Frame and sample selection. The Longitudinal Data Base (LDB)
is the universe from which BLS draws the CES sample. The LDB contains data on
the roughly 9 million U.S. business establishments covered by UI, representing
nearly all elements of the U.S. economy. The Quarterly Census of Employment and
Wages (QCEW) program collects these data from employers on a quarterly basis
in cooperation with State Workforce Agencies (SWAs). The LDB contains employment
and wage information from employers, as well as name, address, and location
information. It also contains identification information such as UI account number and reporting unit or worksite number.
The LDB contains records of all employers covered under the UI
tax system. That system covers 97 percent of all employers in the 50
States, the District of Columbia, Puerto Rico, and the Virgin Islands. There are
a few sections of the economy that are not covered, including the self-employed,
unpaid family workers, railroads, religious organizations, small agricultural
employers, and elected officials. Data for employers generally are reported at
the worksite level. Employers who have multiple establishments within a State
usually report data for each individual establishment. The LDB tracks
establishments over time and links them from quarter to quarter.
Permanent Random Numbers (PRNs) have been assigned to all UI accounts on the
sampling frame. As new units appear on the frame, random numbers are assigned to
those units as well. As records are linked across time, the PRN is carried
forward in the linkage.
The CES sample is stratified by State, industry, and size. Stratification
groups population members together for the purpose of sample allocation and
selection. The strata, or groups, are composed of homogeneous units. With 13
industries and 8 size classes, there are 104 total allocation cells per State.

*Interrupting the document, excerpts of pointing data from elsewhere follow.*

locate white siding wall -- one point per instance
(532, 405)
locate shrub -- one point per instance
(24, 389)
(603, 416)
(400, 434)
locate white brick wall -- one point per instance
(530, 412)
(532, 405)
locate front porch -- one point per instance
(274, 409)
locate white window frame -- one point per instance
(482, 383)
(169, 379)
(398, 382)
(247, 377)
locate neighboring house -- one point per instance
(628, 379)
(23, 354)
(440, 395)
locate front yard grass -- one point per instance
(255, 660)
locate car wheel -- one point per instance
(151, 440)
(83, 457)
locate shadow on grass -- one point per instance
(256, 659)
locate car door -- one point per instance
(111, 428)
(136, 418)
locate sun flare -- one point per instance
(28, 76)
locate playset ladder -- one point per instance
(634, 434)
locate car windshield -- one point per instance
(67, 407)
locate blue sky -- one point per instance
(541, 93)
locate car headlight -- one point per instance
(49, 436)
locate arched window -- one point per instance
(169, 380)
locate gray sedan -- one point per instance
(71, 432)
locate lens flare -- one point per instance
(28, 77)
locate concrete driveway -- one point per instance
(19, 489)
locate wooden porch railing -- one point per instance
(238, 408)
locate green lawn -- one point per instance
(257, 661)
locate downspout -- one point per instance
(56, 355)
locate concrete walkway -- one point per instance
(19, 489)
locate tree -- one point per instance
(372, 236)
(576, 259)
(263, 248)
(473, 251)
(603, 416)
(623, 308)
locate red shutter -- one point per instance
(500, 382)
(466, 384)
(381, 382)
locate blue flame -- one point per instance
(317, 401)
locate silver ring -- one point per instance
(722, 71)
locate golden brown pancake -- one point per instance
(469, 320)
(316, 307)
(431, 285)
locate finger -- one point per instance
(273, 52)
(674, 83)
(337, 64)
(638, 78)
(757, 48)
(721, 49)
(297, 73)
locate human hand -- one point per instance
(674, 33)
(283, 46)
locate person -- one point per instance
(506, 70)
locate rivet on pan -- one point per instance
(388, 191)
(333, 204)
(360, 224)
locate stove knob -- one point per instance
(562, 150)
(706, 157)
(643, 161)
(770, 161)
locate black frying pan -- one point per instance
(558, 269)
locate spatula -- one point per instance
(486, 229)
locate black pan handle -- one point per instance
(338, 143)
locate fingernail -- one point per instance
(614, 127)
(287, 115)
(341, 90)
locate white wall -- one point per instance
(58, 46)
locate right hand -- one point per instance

The sampling rate for each stratum is determined through a method known as
optimum allocation. Optimum allocation minimizes variance at a fixed cost or
minimizes cost for a fixed variance. Under the CES probability design, a fixed
number of sample units for each State is distributed across the allocation
strata in such a way as to minimize the overall variance, or sampling error, of
the total State employment level. The number of sample units in the CES
probability sample was fixed according to available program resources. The
optimum allocation formula places more sample in cells for which data cost less
to collect, cells that have more units, and cells that have a larger variance.
In the fall of each year, a new sample is drawn from that year’s first quarter LDB data. Annual sample selection helps keep the CES survey current with respect to employment from business births and business deaths. In addition, the updated universe files provide the most recent information on industry, size, and metropolitan area designation. About a full year separates the sample draw and the sample implementation to allow time for enrollment and collection of selected units. Enrollment of the selected units begins immediately following the sample draw and collection begins immediately following enrollment. Preliminary estimates for January through December 2012 will be made using the sample selected from the 2010 LDB data.
After all out-of-scope records are removed, the sampling frame is sorted into
allocation cells. Within each allocation cell, units are sorted by metropolitan statistical area (MSA) and by
the size of the MSA, defined as the number of UI accounts in that MSA. As the
sampling rate is uniform across the entire allocation cell, implicit
stratification by MSA ensures that a proportional number of units are sampled
from each MSA. Some MSAs may have too few UI accounts in the allocation cell;
these MSAs are collapsed and treated as a single MSA. Within each selection
cell, the units are sorted by PRN, and units are selected according to the
specified sample selection rate. The number of units selected randomly from each
selection cell is equal to the product of the sample selection rate and the
number of eligible units in the cell plus any carryover from the prior
selection cell. The result is rounded to the nearest whole number. Carryover is
defined as the amount that is rounded up or down to the nearest whole
number.
As a result of the cost and workload associated with enrolling new sample
units, all units remain in the sample a minimum of two years. To insure all
units meet this minimum requirement, BLS has established a "swapping in"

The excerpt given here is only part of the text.